July 19 (UPI) — Farmers in Canada are reporting massive crop damage from an ongoing a heat wave affecting much of the country.
To offset the damage, Saskatchewan authorities have allowed increased irrigation subsidies and allowed for damaged crops to be converted into livestock feed.
“When crops are severely damaged and the appraised yield falls below an established threshold level, the yield is reduced to zero,” the province said in a press release.
In British Columbia fruit has reportedly been cooked on the branch. “It seems like somebody took a blowtorch to it and just singed it,” an orchardist told the CBC.
The B.C. Fruit Growers Association reported 50% to 70% of cherry crops were damaged in addition to a lower rate of damage for apples, apricots and other fruits.
“The overall financial impact is going to be great on the farmers,” Pinder Dhaliwal, president of the organization, said.

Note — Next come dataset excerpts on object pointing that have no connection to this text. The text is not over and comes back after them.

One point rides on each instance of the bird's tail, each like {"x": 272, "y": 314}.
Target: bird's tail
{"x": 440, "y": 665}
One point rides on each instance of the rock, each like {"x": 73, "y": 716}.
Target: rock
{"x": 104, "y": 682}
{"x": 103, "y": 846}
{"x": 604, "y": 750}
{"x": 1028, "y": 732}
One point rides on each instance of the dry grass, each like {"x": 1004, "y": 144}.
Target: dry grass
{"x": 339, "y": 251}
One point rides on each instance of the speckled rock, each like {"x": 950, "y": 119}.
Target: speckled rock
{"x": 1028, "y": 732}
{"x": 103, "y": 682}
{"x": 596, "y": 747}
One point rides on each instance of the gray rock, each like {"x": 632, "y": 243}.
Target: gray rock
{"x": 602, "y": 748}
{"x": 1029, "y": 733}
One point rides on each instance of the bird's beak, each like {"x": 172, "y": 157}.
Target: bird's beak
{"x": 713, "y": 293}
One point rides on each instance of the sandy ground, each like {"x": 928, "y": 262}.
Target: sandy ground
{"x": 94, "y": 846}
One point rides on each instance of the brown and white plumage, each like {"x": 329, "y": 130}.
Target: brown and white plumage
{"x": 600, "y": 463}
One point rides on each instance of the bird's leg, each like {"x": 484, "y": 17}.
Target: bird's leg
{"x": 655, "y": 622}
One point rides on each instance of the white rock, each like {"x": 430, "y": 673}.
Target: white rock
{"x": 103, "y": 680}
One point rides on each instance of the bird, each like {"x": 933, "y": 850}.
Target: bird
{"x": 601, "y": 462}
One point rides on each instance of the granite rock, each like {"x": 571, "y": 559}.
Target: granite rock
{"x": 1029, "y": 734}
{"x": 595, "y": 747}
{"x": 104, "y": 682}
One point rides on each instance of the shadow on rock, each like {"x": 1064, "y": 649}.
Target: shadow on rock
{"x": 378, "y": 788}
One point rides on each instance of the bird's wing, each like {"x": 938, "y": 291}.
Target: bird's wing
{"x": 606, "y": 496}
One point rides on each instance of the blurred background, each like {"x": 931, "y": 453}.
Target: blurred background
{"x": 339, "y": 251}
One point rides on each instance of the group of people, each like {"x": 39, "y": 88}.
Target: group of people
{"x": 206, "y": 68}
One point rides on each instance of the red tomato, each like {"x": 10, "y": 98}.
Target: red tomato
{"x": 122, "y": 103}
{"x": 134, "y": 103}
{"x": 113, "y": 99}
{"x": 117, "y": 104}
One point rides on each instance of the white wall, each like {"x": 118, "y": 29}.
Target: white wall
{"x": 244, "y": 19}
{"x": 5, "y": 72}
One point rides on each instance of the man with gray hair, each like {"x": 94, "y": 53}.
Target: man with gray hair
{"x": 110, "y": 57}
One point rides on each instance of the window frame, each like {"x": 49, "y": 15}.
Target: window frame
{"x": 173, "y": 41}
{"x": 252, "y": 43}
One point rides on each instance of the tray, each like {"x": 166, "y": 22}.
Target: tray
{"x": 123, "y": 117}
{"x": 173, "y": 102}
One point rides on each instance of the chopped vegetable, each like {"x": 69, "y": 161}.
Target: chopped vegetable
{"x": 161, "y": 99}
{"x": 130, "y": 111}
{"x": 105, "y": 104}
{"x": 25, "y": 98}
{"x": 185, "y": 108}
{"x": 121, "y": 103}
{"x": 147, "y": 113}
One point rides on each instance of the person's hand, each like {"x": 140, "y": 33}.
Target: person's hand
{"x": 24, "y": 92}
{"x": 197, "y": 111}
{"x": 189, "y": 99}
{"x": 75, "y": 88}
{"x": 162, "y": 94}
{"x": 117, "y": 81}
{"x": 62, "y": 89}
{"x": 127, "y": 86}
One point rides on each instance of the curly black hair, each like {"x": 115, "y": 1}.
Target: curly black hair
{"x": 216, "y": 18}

The cherry crop was shaping up to be one of the best prior to the heat wave.
“It’s just so discouraging to see that this heat wave came in and literally cooked a lot of the cherries,” Sukhpal Bal, a fruit farmer and president of the B.C. Cherry Association, told the CBC. “It’s not pretty, it’s not something that can be marketable by the time we get to harvest these cherries.”
Raspberries and blueberries have also been damaged in the Fraser Valley region.
Damaged fruits will be converted into juices. Grapes have been largely unscathed by heat.
In late June, the heat wave was at its hottest, setting 59 records across the region with temperatures of plus 121 degrees Fahrenheit claiming the lives of hundreds.
Wildfires have also broken out across the region in what experts are saying is a clear sign of climate change.